Ketika Langkahku Sampai di Negeri Lain (Part 1)



Menginjakkan kaki di luar negeri adalah impian bagi sebagian orang. Bukan hanya sekedar bersenang-senang dan berlibur. Namun, ada juga yang ingin mengeksplorasi lebih jauh tentang dunia ini. Semua orang pasti memiliki tujuan bukan? Dan tujuan itu berawal dari mimpi.

Tak disangka, atas izin Allah tabaraka wa ta'ala, seorang pemuda yang biasa-biasa saja itu berhasil menginjakkan kakinya di negeri ginseng, Korea Selatan, untuk pertama kalinya. Tepatnya pada bulan September 2019 lalu. Sebenarnya masih tak percaya dengan apa yang terjadi, namun begitulah kenyataannya. Pemuda yang biasa-biasa saja itu menjadi salah satu delegasi dari kampus Universitas Islam Indonesia (UII) untuk hadir di acara konferensi internasional bertemakan "lipid dan aterosklerosis". Mengejutkan bukan? Dan yang lebih mengejutkan lagi, pemuda yang biasa-biasa saja itu adalah aku.

Sebenernya tidak semudah itu bisa terjadi. Semua hal pasti ada prosesnya. Bahkan untuk mie instan sekalipun kita harus memanaskan air, memasukkan mie, dan menyiapkan bumbunya, barulah kita bisa menikmati mie instan tersebut. Kembali ke ceritaku, cerita ini bermula saat aku masih bersekolah di SMAN 9 Bandar Lampung. Di malam itu, aku menonton video motivasi "100 impian" di Youtube, lalu aku membayangkan kalau aku bisa ke luar negeri, oh betapa indahnya dunia luar pikirku. Terlebih lagi jika itu yang kita impikan. Dari situ, aku terus terbayangkan untuk menulis target-target yang ingin dicapai seperti video yang menginspirasiku itu. Awalnya aku tidak menulis itu di kertas ataupun buku, namun hanya kutulis di note hp smartphone. Karena kupikir, aku lebih sering membuka hp daripada buku, hehe. Walaupun sebenarnya ada temanku yang menyarankan untuk ditulis di buku saja.

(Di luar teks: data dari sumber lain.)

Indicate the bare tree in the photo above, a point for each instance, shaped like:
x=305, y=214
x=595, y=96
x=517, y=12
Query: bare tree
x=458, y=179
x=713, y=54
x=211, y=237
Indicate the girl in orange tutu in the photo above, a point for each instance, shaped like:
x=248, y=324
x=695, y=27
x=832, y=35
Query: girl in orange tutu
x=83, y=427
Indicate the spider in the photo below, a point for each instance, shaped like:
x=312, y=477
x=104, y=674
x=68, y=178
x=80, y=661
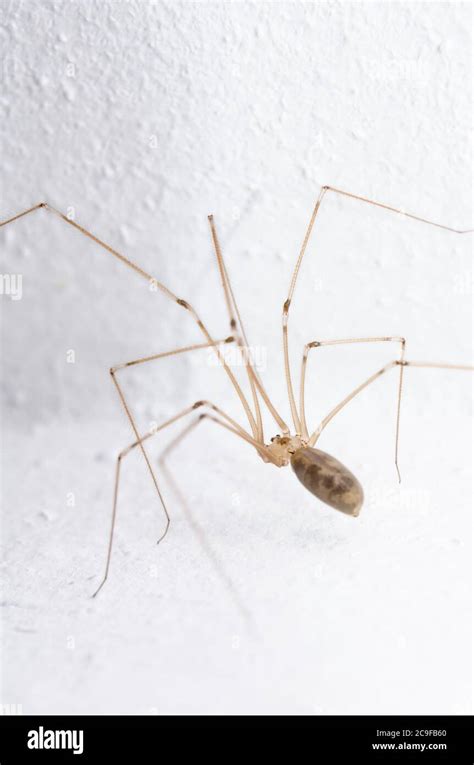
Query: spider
x=320, y=473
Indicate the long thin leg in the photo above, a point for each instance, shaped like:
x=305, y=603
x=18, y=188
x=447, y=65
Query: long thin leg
x=113, y=372
x=139, y=442
x=157, y=285
x=287, y=303
x=201, y=537
x=237, y=328
x=349, y=341
x=422, y=364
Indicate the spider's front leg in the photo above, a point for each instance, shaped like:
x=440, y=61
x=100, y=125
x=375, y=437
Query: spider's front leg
x=349, y=341
x=229, y=423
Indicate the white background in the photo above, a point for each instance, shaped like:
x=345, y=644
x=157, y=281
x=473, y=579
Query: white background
x=139, y=119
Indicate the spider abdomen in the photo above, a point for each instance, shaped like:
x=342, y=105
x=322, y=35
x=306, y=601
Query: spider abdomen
x=328, y=479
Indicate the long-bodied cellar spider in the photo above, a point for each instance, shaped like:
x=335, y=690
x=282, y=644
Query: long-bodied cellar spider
x=323, y=475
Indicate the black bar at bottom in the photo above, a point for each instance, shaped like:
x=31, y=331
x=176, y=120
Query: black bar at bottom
x=103, y=739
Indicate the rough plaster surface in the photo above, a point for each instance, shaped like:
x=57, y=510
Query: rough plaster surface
x=138, y=119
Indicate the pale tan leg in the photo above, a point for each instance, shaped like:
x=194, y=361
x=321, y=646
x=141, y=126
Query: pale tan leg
x=146, y=359
x=348, y=341
x=157, y=285
x=422, y=364
x=237, y=329
x=294, y=278
x=233, y=426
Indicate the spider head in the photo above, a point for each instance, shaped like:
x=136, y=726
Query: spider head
x=281, y=449
x=328, y=479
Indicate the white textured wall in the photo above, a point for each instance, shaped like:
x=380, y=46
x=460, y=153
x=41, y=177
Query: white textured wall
x=142, y=118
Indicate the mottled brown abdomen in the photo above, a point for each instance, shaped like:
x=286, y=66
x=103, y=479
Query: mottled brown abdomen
x=328, y=480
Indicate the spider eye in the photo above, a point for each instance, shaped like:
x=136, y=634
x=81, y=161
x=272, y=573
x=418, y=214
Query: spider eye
x=328, y=479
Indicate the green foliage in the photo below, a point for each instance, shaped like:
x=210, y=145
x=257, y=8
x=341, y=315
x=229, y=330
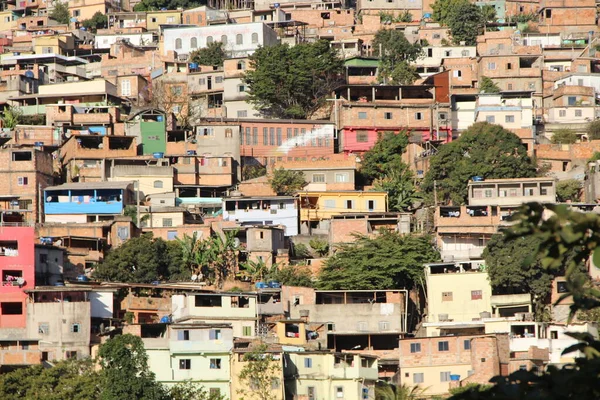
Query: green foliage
x=483, y=150
x=125, y=373
x=11, y=117
x=396, y=53
x=593, y=130
x=320, y=246
x=140, y=260
x=512, y=269
x=569, y=190
x=253, y=171
x=389, y=260
x=487, y=85
x=213, y=54
x=259, y=374
x=67, y=380
x=60, y=13
x=564, y=136
x=293, y=275
x=98, y=20
x=155, y=5
x=293, y=82
x=286, y=182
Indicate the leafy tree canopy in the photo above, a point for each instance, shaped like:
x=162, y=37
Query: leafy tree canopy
x=293, y=82
x=564, y=136
x=487, y=85
x=142, y=260
x=568, y=190
x=286, y=182
x=396, y=54
x=213, y=54
x=60, y=13
x=389, y=260
x=154, y=5
x=97, y=21
x=483, y=150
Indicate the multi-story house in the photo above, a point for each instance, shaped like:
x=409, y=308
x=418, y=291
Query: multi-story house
x=26, y=172
x=265, y=210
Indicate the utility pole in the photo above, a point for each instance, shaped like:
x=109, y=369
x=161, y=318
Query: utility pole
x=137, y=211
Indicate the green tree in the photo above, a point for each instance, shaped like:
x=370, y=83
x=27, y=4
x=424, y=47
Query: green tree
x=60, y=13
x=286, y=182
x=511, y=269
x=396, y=53
x=320, y=246
x=387, y=261
x=293, y=82
x=213, y=54
x=98, y=20
x=487, y=85
x=125, y=373
x=569, y=190
x=260, y=375
x=11, y=117
x=593, y=130
x=141, y=260
x=66, y=380
x=564, y=136
x=483, y=150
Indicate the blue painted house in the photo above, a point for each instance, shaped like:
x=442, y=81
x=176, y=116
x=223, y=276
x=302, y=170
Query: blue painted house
x=86, y=201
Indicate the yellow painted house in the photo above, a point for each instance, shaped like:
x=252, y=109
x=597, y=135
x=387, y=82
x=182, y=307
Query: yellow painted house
x=317, y=206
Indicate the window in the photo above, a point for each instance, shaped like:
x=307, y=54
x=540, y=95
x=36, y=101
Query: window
x=183, y=335
x=418, y=377
x=318, y=178
x=10, y=308
x=185, y=363
x=444, y=376
x=44, y=328
x=341, y=177
x=370, y=205
x=126, y=88
x=362, y=137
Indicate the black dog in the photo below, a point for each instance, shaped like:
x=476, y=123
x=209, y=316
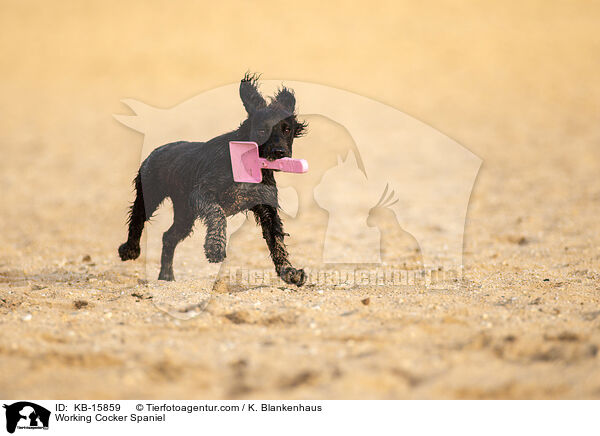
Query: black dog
x=198, y=178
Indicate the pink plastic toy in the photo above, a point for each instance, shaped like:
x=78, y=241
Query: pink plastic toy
x=247, y=165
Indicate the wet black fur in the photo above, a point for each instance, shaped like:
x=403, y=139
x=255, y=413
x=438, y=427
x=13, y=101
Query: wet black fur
x=197, y=176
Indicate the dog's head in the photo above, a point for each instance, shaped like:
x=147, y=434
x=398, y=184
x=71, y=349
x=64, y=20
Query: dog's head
x=272, y=126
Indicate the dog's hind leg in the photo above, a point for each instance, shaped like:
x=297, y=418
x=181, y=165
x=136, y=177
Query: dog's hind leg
x=183, y=223
x=141, y=210
x=273, y=233
x=215, y=220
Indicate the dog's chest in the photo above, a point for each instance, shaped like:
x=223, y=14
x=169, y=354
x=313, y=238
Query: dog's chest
x=243, y=196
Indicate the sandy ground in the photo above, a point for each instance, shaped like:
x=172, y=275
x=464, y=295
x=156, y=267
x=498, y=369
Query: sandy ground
x=517, y=85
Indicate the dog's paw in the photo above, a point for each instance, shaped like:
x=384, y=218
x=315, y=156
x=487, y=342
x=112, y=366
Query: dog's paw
x=293, y=276
x=215, y=252
x=167, y=276
x=127, y=252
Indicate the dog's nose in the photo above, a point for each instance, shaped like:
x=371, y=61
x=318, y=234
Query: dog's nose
x=278, y=153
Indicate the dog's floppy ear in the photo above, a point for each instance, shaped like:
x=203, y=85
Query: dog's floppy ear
x=285, y=98
x=249, y=94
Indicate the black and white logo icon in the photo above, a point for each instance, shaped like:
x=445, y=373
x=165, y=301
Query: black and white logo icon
x=26, y=415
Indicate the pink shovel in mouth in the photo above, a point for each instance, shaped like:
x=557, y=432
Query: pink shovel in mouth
x=247, y=165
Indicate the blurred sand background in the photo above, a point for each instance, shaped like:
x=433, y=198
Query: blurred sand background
x=515, y=83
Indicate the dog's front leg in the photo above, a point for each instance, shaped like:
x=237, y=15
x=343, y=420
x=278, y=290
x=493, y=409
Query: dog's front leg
x=273, y=233
x=214, y=218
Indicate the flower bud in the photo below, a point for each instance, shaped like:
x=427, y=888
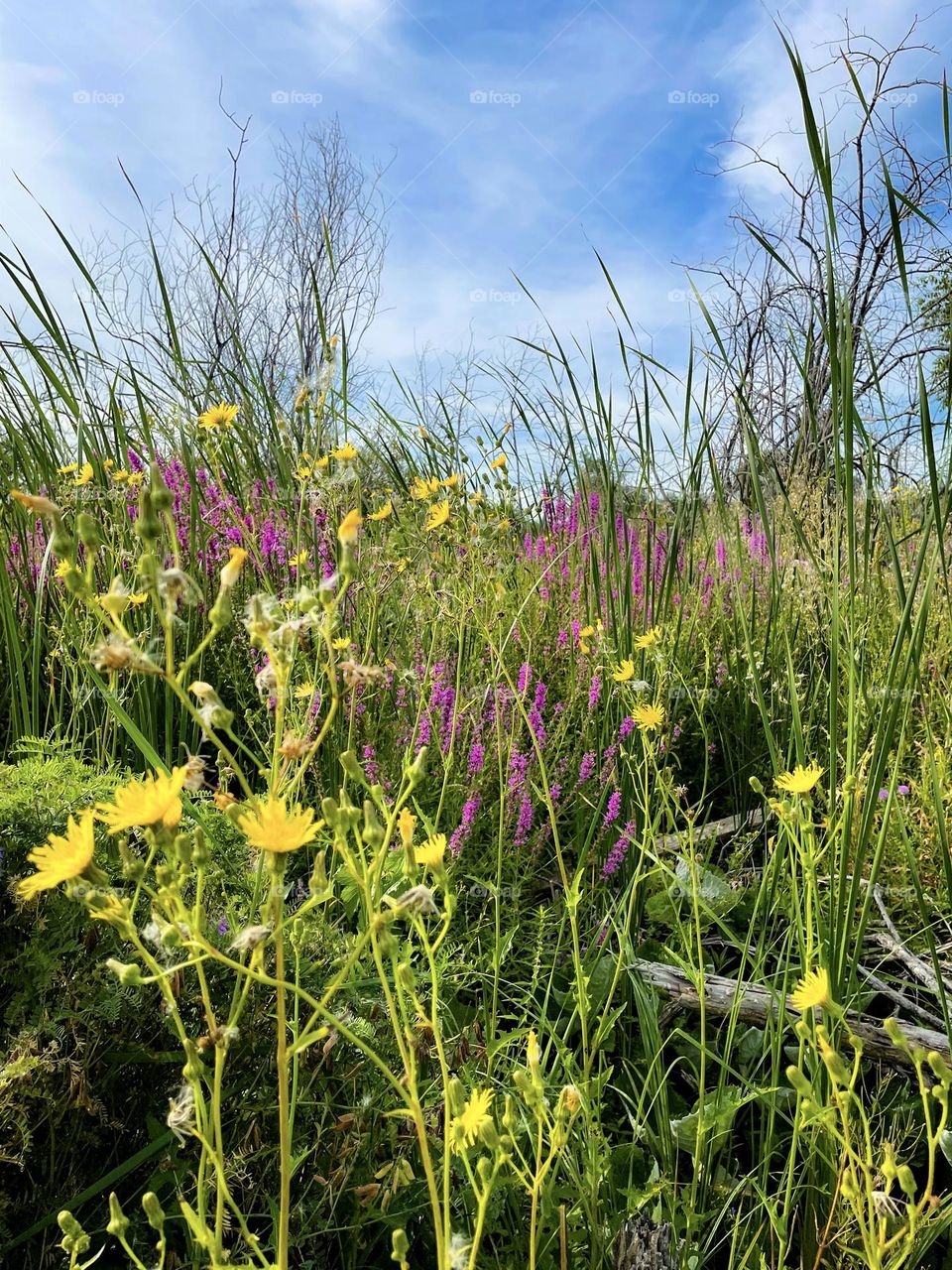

Singkat cerita, aku memasuki waktu yang sangat krusial dimana sudah lulus SMA dan akan masuk universitas. Lalu aku teringat sesuatu kembali, yaitu saran temanku untuk menuliskan target-target impianku di buku. Lalu kutulis lah target-targetku itu ke dalam buku. Tak lama, salah satu impianku tercapai. Impianku itu adalah meninggalkan Lampung dan berkuliah di tempat yang dingin, dengan orang-orang yang ramah, dan di sana terdapat banyak sumber ilmunya (kajian Islam). Itulah kampusku sekarang, Universitas Islam Indonesia (UII) di DI Yogyakarta. Saat itu tahun 2017, aku diterima sebagai mahasiswa Teknik Lingkungan walaupun itu adalah pilihan keduaku. Bagiku itu tidak masalah. Toh masih bisa merencanakan planning ke depannya bagaimana. Sebagai mahasiswa baru (maba), sudah seharusnya mengikuti rangkaian acara ospek kampus, PESTA UNISI (Pesona Ta'aruf Universitas Islam Indonesia) namanya. Pada pembukaan ospek itu, aku mendengarkan suatu kalimat yang akan aku ingat selalu. Kalimat tersebut kurang lebih adalah:
Kalian sudah menjadi mahasiswa, kalian harus mempersiapkan diri untuk untuk mengeksplor dunia luar, minimal saat kuliah ini harus sudah punya paspor. Tidak masalah kalian mau memakainya atau tidak. Setidaknya harus punya dulu jika sewaktu-waktu dibutuhkan atau jika tidak dipakai, kalian pasti akan mikir mengapa paspor ini kosong? Bagaimana jika digunakan saja? 
Saat pulang ke kampung halaman, aku pun membuat paspor walaupun prosesnya memang agak rumit waktu itu.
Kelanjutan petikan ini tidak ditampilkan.